January 28th, 2005, 07:19 AM
CPU Wont Cool Down! :(
well I recently bought a new pc, well bought the hardware for it and put it together myself.
but the cpu is always at 50 degrees celcius MINIMUM! while the original cooling I used for it should work up to an athlon xp 3200+ (im using athlon xp 2400+).
So I though the cooler just wasnt meant to be for this cpu, bought a new cooler but since I didnt want to take any chances I chose to buy a more "advanced" cooler, that should easily take care of my cpu heath, I bought a "Coolermaster ACB-V83 Jet 7 AMD K7/Intel 370".
Got this in today and installed it on my pc (damn that thing is big), booted up and started asus pcprobe.. the heat was at 40c. at startup! :| so I waited for a few minutes, checked again.. 45c.. arg! waited another few minutes.. etc etc.. atm its at 54c and I think its still going at it!
GOD DAMN THIS.. I didnt just spend 45 euros on a high-tech CPU cooler just so it could take it easy :|
im really stuck here, I applied the pasta.. put the RPM at full speed (and yes the cooler is not on the cpu front side back) and its still not working appropreatly!
so im calling in help from the devshed members.. im really stuck on this..
heres my cpu details if it makes a difference, ive understould that some versions use less cooling then others..
hope someone knows what to do.. thanks in advance!
CPU Type AMD Athlon XP, 2000 MHz (15 x 133) 2400+
CPU Alias Thoroughbred-B
CPU Stepping B0
Instruction Set x86, MMX, 3DNow!, SSE
L1 Code Cache 64 KB
L1 Data Cache 64 KB
L2 Cache 256 KB (On-Die, Full-Speed)
CPU Physical Info
Package Type 453 Pin PGA
Package Size 4.95 cm x 4.95 cm
Transistors 37.6 million
Process Technology 6Mi, 0.13 um, CMOS, Cu
Die Size 84 mm2
Core Voltage 1.50 - 1.65 V
I/O Voltage 1.6 V
Typical Power 44.0 - 64.0 W (depending on clock speed)
Maximum Power 48.5 - 74.3 W (depending on clock speed)
Company Name Advanced Micro Devices, Inc.
Product Information http://www.amd.com/us-en/Processors/ProductInformation/0,,30_118,00.html
February 3rd, 2005, 07:15 AM
Make sure that you have to cooler fitted properly if you are in doubt have local repairshop inspect the fitting.
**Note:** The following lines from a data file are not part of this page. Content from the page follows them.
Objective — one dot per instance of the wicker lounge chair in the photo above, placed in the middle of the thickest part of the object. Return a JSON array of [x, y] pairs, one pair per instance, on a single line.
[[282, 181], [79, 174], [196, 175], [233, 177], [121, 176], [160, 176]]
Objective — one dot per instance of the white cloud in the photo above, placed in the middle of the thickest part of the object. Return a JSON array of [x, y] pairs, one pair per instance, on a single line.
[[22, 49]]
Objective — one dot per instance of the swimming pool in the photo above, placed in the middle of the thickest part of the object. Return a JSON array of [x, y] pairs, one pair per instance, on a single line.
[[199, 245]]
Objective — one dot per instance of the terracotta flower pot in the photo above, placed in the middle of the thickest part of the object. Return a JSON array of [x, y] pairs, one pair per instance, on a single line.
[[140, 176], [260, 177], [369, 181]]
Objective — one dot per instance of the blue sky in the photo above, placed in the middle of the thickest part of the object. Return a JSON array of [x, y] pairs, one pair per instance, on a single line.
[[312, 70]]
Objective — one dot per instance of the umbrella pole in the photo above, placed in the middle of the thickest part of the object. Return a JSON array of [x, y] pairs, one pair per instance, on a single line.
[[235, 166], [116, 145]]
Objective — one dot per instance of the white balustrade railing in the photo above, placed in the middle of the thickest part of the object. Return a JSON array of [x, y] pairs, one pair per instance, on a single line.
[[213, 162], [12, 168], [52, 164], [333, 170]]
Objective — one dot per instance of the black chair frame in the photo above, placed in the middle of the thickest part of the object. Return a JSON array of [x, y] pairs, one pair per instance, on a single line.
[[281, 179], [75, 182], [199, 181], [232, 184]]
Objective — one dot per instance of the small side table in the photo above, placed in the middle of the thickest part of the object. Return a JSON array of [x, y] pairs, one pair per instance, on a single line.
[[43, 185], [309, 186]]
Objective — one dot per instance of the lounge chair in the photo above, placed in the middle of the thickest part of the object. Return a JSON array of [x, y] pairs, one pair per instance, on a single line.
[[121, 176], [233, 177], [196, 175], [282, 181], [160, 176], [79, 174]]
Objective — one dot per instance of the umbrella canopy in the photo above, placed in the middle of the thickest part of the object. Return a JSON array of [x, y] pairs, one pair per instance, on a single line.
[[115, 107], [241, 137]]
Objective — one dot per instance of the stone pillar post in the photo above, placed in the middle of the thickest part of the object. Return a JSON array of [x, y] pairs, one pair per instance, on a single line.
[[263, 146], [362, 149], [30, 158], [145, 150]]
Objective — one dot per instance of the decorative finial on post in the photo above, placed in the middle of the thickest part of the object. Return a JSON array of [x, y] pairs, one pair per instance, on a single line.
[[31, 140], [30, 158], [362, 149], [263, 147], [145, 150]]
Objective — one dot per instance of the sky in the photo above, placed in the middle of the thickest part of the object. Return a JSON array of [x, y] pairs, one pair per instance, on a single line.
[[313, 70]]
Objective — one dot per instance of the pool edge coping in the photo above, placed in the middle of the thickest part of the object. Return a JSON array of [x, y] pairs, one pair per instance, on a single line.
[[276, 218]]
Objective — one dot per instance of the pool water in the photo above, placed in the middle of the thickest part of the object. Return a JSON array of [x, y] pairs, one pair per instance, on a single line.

It should only take them a few seconds to find the problem.
February 4th, 2005, 03:44 PM
I wounldent worry about it. Its an AMD CPU, they are hot, thats just about normal heat for an AMD, it shold stop somewhere at 70-80 degrees Celcuis, and now that you bought that new big advanced cooler you shouldnt have a problem!
AMD CPU's are allways hot, they are however faster then Intel CPU's. The best alternatives if you want it to stay colder is water cooling or ehm... whatever those are called... well its like a freezer basicly.. keeps your CPU at about -14 degrees C
If you are unsertain however, you should contect wherever you bought the computer parts and explain the problem
Real Programmers use C since it's the easiest language to spell
February 4th, 2005, 10:39 PM
It's called liquid nitrogen.
February 5th, 2005, 05:27 PM
I have an amd xp 2600+, it runs at about 35C with the stock amd fan.
Are you overclocking it? do you have a case fan?
February 5th, 2005, 09:19 PM
im not overclocking it and I do not have a case fan..
I have removed one side of the case completely though
February 6th, 2005, 12:28 AM
You have a large fan running at full speed, that may be a problem.
It's possible to cause cavitation at high fan speeds.
Sometimes less is better.
50c is not at all normal for an AMD and in fact you can expect to get only half the expected life out of your CPU if it continues at that temp.
35 to 40c is more like it and even that can be reduced, using nothing more than standard industrial electrical thermal paste.
No need to waste money on things like artic silver.
How sure are you that that temp monitor is accurate? Have you checked PC health in your bios to see what it reports?
If you've tried everything else and you're sure the contact and airflow are good, try washing the entire heatsink in alcohol to remove any manufacturing oils or varnish.
Even the oils from your hand can impair the cooling efficiency.
Use a clean paper towel to hold it while you reassemble.